秋川邸の門を出ると藤枝は右に曲つて歩き出した。この家をはじめて訪問した時帰りは円タクを捕まえて乗つたのだが、二日目からいつも秋川家に出入りしている泉タクシーというガレーヂから車に乗ることにしていた。
 泉タクシーの前で藤枝は暫くそこの主人と話していたが、そのうち一人の運転手が出て来て藤枝に挨拶した。
「あ、君かい、じやあの日の通りに行つてくれ給え」
 こういうと彼は、傍にスマートな形をして乗客を待つているハドスン・セダンのドアを開けた。私もつづいて乗り込んだ。

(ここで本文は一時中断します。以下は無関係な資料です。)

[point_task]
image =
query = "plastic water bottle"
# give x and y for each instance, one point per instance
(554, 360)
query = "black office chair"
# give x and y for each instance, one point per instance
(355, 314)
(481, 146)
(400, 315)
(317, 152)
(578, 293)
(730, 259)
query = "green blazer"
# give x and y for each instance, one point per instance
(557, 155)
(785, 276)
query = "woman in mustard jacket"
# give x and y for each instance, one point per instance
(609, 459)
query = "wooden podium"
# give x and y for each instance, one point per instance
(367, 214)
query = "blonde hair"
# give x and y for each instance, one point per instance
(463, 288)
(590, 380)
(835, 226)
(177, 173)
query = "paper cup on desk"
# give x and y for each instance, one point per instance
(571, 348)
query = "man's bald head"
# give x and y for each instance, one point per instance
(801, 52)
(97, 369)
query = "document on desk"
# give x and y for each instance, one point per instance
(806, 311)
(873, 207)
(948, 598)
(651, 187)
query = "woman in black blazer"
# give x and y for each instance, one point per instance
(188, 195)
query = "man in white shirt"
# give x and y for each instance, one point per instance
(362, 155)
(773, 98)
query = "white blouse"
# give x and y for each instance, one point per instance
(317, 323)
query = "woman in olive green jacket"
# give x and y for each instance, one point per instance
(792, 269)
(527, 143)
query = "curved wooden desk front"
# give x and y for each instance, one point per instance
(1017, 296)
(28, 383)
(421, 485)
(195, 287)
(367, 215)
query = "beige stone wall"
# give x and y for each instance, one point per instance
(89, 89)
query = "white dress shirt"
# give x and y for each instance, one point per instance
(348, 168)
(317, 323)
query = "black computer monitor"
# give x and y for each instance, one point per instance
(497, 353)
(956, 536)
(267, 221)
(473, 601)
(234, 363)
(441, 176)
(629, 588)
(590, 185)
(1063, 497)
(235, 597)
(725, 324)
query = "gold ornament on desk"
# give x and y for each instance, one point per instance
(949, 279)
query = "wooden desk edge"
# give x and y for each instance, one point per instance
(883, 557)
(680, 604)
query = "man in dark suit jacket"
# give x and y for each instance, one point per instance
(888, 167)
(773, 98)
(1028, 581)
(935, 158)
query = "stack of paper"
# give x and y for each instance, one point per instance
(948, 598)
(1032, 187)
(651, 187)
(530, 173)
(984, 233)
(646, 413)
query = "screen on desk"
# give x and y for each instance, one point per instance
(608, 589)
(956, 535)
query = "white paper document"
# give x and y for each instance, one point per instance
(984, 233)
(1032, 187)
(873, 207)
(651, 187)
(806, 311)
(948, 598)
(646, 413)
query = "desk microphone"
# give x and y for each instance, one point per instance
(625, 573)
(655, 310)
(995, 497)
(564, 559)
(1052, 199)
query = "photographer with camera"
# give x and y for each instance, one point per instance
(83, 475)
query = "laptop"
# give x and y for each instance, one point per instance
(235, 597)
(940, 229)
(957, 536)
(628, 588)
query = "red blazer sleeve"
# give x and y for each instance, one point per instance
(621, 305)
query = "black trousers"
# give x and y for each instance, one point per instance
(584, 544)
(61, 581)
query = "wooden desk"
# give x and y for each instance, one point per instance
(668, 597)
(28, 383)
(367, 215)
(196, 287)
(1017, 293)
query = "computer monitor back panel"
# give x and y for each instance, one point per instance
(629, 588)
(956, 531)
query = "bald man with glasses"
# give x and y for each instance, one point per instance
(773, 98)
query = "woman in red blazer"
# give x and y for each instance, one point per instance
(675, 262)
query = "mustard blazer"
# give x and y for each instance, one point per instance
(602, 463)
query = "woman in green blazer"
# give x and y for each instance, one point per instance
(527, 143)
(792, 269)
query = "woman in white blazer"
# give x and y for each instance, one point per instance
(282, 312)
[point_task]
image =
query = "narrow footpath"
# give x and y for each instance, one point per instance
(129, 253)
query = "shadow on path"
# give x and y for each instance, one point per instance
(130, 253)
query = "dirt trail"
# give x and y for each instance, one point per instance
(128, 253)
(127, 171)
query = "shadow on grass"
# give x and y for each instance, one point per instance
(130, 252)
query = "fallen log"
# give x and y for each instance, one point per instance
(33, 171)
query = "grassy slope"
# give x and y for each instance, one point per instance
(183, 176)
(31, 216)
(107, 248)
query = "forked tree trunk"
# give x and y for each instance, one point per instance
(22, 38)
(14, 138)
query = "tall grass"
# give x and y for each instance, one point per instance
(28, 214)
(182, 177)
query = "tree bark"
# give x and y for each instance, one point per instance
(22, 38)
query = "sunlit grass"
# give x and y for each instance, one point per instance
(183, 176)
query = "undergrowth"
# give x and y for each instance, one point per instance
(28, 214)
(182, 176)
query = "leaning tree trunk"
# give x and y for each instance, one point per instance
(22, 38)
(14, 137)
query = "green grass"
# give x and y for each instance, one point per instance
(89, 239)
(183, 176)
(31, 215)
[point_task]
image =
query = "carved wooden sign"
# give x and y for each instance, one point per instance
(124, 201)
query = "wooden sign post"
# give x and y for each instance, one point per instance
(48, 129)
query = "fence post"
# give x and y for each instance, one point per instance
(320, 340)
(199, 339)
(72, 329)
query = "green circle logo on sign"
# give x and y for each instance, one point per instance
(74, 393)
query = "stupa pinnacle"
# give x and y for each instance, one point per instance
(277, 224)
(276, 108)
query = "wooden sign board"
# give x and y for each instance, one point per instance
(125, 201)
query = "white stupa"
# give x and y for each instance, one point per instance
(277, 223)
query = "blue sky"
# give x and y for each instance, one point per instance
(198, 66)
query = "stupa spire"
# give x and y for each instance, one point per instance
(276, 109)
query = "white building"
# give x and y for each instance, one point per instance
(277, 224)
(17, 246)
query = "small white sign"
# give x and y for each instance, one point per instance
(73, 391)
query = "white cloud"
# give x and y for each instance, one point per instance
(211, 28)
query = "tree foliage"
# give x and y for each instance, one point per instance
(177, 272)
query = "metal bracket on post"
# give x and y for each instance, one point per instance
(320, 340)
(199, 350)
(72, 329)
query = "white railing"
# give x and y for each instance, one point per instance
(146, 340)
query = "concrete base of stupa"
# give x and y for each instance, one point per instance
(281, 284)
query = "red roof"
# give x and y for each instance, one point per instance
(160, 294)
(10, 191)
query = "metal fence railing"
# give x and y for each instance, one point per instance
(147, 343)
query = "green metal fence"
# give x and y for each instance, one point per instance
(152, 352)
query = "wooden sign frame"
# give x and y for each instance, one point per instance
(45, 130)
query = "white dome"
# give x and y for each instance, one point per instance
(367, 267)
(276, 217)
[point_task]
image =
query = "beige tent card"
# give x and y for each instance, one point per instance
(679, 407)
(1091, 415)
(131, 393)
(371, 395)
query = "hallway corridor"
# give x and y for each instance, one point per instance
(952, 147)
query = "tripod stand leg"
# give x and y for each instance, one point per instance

 私は車がどこへ行くのかしらんと怪しんでいると、自動車は牛込の高台から外濠へまわり、四谷見附を通ると坂を下つて一散に赤坂に向つて走つてゆく。
 赤坂見附から溜池の方に更に走つたが、電車の停車場と停車場の間でピタリと止つた。
「いやご苦労様」
 二人は下りた。車を返してしまうと藤枝は少し進んで左手の敷島ガレーヂというのにはいつてそこでまた何か云つていたが、やがて私をさし招くので行くと彼はクライスラーのクションに既に腰かけている。私は驚いておくれじとあとからつづいて乗り込んだ。